When you should consider a stool test
If you have chronic digestive symptoms, doing a stool test might be one of the first things you or your practitioner think of. It’s an obvious focus—digestive symptoms are a likely indication that the digestive system is compromised in some way—and it doesn’t require any extreme out-of-the-box thinking to rationalize moving forward with such a test.
But if you don’t have digestive symptoms, and instead have other symptoms seemingly not connected to or influenced by the digestive system, the importance of doing a stool test might be less obvious. It might seem far-fetched that a symptom in one part of your body could be caused by something being off in another part of your body. And it might be difficult to rationalize doing a stool test when there are probably other tests that are more specific to your symptoms that should take precedence.
There’s also the fact that collecting a stool sample isn’t particularly fun, which certainly makes it easy to come up with all sorts of reasons as to why you shouldn’t do a stool test, or to put if off indefinitely.
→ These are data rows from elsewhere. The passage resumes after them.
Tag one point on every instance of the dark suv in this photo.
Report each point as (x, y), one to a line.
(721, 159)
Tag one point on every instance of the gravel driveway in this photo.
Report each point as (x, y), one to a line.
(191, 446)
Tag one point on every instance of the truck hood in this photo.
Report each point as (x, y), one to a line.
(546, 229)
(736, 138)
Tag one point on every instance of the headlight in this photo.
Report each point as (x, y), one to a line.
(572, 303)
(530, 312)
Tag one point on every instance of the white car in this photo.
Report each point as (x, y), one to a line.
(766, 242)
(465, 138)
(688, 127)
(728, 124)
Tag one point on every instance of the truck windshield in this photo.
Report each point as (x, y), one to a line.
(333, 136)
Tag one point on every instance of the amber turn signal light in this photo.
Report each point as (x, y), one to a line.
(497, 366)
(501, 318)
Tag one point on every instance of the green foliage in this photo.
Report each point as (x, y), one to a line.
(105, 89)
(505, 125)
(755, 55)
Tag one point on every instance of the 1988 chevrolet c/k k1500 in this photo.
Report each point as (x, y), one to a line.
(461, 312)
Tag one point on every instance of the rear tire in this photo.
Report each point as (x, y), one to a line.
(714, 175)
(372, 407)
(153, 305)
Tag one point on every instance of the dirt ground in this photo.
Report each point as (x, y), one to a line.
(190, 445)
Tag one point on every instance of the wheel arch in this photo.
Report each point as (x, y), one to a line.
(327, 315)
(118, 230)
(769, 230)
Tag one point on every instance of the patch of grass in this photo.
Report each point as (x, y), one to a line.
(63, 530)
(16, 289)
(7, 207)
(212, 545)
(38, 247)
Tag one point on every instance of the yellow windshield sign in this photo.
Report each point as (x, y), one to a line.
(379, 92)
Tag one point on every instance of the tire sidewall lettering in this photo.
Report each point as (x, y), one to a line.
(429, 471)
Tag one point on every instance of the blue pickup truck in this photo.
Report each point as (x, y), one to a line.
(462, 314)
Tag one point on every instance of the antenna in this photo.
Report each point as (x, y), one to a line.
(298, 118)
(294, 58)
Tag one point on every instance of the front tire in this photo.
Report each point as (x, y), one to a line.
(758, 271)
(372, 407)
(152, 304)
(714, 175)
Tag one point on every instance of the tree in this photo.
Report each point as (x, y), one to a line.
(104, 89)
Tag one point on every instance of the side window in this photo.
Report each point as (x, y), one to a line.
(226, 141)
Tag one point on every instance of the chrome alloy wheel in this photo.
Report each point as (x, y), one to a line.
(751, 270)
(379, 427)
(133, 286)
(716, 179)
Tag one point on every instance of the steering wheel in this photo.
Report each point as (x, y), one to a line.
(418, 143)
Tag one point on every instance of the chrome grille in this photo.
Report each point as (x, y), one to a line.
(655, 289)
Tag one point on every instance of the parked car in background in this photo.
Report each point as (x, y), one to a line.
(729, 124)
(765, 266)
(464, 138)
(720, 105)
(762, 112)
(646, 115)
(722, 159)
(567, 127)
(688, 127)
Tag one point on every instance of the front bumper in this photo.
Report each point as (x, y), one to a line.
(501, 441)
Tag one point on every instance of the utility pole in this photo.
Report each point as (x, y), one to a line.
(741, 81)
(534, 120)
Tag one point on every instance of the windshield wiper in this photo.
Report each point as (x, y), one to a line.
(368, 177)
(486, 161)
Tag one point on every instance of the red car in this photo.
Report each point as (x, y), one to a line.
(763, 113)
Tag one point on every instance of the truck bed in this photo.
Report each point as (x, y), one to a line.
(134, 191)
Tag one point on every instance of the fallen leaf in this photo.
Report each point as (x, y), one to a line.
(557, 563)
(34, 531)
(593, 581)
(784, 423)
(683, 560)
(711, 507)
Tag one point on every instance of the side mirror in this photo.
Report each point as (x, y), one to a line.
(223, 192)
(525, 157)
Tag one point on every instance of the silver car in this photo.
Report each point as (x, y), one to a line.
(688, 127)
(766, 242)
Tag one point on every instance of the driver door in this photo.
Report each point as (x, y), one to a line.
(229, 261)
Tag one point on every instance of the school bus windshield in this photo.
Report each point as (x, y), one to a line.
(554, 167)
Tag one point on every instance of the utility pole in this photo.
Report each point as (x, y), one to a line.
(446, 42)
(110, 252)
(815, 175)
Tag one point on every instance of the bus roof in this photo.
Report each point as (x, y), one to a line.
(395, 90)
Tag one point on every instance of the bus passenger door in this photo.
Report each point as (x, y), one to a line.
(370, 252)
I think the best approach, if you have chronic symptoms, is to try to put these reservations aside, and to instead assume that your symptoms are either directly or indirectly caused by factors in your gastrointestinal tract—parasites, bacteria, fungi, viruses, intestinal permeability, or immune function—and to proceed with testing accordingly. If your test results are normal, then you’re in the infinitesimally small minority of people with optimal digestive health. More likely, you’re in the majority of people with suboptimal digestive health, and you’ll learn about factors that are causing your symptoms that no saliva, blood, or urine test could ever reveal.